Having businesses joined to categories and countries together means we can ask questions about both these things together. For example, which are the most common categories for the oldest businesses on each continent?

In [12]:
%%sql
-- Count the number of businesses in each continent and category
select co.continent, c.category, count(b.business) as n from businesses b
inner join categories c on b.category_code = c.category_code
inner join countries co on b.country_code = co.country_code
group by co.continent, c.category;


continent,category,n
Asia,Agriculture,1
Europe,Telecommunications,1
Asia,Manufacturing & Production,3
South America,Banking & Finance,3
Asia,"Distillers, Vintners, & Breweries",2
Oceania,Postal Service,1
Europe,"Distillers, Vintners, & Breweries",12
Africa,Energy,1
Africa,Aviation & Transport,10
Asia,Food & Beverages,2


## Filtering counts by continent and category

Combining continent and business category led to a lot of results.
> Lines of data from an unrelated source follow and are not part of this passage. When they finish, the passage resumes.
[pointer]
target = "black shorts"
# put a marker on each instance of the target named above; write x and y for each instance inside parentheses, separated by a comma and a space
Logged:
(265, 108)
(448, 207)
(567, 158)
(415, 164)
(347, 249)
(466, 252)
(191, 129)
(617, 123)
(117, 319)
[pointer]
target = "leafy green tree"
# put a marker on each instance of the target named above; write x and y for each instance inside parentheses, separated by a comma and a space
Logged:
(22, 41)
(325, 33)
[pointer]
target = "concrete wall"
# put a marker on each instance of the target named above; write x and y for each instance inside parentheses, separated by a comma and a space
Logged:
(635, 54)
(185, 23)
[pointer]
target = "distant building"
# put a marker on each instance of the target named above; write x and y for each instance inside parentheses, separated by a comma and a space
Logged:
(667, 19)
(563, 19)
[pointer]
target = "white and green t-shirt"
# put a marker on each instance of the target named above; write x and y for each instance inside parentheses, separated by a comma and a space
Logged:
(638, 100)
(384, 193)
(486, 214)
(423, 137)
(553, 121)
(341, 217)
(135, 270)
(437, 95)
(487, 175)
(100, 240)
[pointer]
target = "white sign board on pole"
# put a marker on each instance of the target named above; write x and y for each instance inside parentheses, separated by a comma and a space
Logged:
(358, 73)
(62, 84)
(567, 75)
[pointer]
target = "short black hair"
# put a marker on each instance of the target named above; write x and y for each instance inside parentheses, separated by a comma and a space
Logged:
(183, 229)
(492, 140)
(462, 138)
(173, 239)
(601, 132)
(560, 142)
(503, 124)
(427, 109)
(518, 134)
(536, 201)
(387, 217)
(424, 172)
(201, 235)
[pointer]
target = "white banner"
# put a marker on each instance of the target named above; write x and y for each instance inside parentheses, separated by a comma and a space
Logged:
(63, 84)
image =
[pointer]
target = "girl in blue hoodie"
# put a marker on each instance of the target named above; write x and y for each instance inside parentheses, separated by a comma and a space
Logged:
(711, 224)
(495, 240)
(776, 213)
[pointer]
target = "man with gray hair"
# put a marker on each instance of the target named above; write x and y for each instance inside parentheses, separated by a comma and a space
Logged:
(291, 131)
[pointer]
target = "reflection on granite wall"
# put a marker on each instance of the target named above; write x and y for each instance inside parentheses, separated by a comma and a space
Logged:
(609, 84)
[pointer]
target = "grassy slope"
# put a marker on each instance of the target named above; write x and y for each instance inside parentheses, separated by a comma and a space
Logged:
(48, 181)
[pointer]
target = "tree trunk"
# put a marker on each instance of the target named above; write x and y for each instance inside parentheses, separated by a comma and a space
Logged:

It's difficult to see what is important. To trim this down to a manageable size, let's restrict the results to only continent/category pairs with a high count.

In [13]:
%%sql
-- Repeat that previous query, filtering for results having a count greater than 5
select co.continent, c.category, count(b.business) as n from businesses b
inner join categories c on b.category_code = c.category_code
inner join countries co on b.country_code = co.country_code
group by co.continent, c.category
having n > 5
order by n desc;


continent,category,n
Africa,Banking & Finance,17
Europe,"Distillers, Vintners, & Breweries",12
Africa,Aviation & Transport,10
Africa,Postal Service,9
Europe,Manufacturing & Production,8
Asia,Aviation & Transport,7
Asia,Banking & Finance,6